Desayunaron los tres viendo las noticias del telediario. Su mujer comentó que antes de ir al Mercado se pasaría por casa de su hermana a que le enseñase a acabar los flecos de la dichosa bufanda que llevaba tejiendo desde antes del verano.
Su hija comentó que ese día visitaban una exposición de pintura en un museo de la ciudad. Lo decía con un tono feliz y aquel brillo en los ojos que tanto le gustaba a su padre. Entre bromas los padres le sacaron que el motivo de la alegría era que estaba “enamorada” de su profesor de arte, el que organizaba la excursión.
Se despidieron los tres en la cocina cuando llamó al timbre la amiga de su hija. Como cada mañana se iban juntas al instituto. Dio un beso a su mujer y se marchó en dirección opuesta a la que había emprendido su hija. Anduvo dos calles y llegó al quiosco.
- Buenos días
- Muy buenas, ahí lo tienes- dijo sonriendo el quiosquero señalando con la mirada el diario deportivo. En la portada Ronaldinho con una corona de rey.
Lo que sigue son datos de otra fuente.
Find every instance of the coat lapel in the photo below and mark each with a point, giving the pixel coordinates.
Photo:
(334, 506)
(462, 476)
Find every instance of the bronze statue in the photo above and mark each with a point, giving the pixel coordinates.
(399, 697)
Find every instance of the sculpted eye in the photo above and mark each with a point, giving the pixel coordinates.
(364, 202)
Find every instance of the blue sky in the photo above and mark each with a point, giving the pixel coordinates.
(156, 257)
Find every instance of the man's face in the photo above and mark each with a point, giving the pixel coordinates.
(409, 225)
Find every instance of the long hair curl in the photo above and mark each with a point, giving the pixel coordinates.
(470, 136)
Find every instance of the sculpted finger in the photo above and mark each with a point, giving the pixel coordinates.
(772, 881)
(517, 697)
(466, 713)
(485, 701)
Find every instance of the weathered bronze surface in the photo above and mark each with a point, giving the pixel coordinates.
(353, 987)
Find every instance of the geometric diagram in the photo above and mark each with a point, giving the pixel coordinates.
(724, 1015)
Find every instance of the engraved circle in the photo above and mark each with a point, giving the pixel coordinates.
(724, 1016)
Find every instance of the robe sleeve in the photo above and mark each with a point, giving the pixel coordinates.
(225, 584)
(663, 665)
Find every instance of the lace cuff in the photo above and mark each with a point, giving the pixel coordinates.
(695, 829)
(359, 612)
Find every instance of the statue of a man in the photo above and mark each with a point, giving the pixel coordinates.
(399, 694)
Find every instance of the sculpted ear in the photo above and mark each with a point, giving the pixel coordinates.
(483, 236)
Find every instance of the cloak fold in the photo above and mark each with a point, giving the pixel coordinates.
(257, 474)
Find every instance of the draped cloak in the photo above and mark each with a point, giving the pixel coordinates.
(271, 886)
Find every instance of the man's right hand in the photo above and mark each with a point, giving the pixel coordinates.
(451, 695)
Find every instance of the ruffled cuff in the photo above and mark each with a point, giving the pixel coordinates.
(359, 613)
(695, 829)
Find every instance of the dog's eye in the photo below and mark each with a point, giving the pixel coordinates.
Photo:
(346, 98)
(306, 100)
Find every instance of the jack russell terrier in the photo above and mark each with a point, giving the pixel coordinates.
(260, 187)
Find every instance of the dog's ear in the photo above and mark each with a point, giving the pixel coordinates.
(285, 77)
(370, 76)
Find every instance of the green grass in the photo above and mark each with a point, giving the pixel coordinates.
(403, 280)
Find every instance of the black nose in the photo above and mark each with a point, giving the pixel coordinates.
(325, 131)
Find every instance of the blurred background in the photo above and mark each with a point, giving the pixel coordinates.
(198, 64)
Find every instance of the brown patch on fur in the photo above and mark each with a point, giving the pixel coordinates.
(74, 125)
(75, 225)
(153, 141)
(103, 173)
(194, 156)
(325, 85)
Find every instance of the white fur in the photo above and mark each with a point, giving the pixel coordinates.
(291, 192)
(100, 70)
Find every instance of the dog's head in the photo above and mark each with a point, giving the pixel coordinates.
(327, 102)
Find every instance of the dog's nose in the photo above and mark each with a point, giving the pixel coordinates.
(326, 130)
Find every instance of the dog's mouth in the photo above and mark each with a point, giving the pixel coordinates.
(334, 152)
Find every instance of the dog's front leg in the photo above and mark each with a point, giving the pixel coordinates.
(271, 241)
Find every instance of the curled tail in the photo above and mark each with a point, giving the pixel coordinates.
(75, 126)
- Anda que si no es por éste ibais a hacer mucho.
- Claro, claro – dijo el quiosquero – será que el resto son cojos.
- Mira lo que les pasó a los galácticos, a ver si os sirve de ejemplo.
- Tranquilo, que me da a mí que estos tienen los pies bien puestos en el suelo.
Le pagó un euro y se marchó, “esto va por rachas, ya vendrán tiempos mejores”. Al girar la siguiente calle apareció el cartel “Bar Jiménez”. Se agachó para subir la persiana y abrió el local.
El día no estaba yendo mal, por la mañana había servido más cafés (y carajillos) que de costumbre, y a partir de las 12 comenzaban a organizarse corrillos. Su mujer se estaba retrasando y había faena por hacer, pero aún no era preocupante, podía valerse por sí mismo. A medida que servía cerveza y vino iba rellenando los palilleros, los servilleteros, limpiando la barra y reponiendo bebida en las neveras.
- Buenos días amigo mío – exclamó sorprendido al verlo aparecer
- Muy buenas… y gracias, ¡que rapidez! – dijo al ver el quinto ya abierto encima de la barra.
- Le advierto que hoy los callos están espectaculares, siempre están mejor de un día para otro, ¿quiere probarlos?
- No gracias, por ahora no.
- ¿Y qué tal, cómo le va el trabajo por aquí?
- Bien, aunque hoy ya acabo. Es mi último día.
- Vaya, ¿tan pronto?
- Sí – dijo con voz seria y mirándole a los ojos.
- Esperaba que estuviese más tiempo por aquí.
- Así son las cosas…
- Bueno, ¡qué remedio! – dijo el camarero rehuyendo la mirada – Voy a servir a ese corrillo que los tengo secos.
- Debemos irnos.
- ¿No vas a dejar que me despida de mi mujer?
- Lo siento.
- Bueno, supongo que así son las cosas – dijo fríamente, aunque con el corazón destrozado – Son muchos años en este bar, ¿sabes?, déjame al menos que ponga la última ronda.
- Bien. Hazlo.
El camarero se giró, abrió la nevera, sacó cuatro quintos y los puso encima de la barra al tiempo que retiraba los botellines vacíos. Fue a la cocina, cortó cuatro rebanadas de pan, les echó un hilo de aceite de oliva por encima y buscó el cuchillo jamonero. Cortó cuatro lonchas de jamón y las puso encima de las rebanadas de pan y sirvió el plato al lado de los cuatro quintos “Esta ronda corre de mi cuenta, buen provecho”. Se quedó varios segundos mirando al bar, con la esperanza de ver a su mujer apareciendo por la puerta.
- Debemos irnos.
- Bien, vamos – dijo con voz entrecortada - Vaya, ¡entonces es verdad eso del túnel!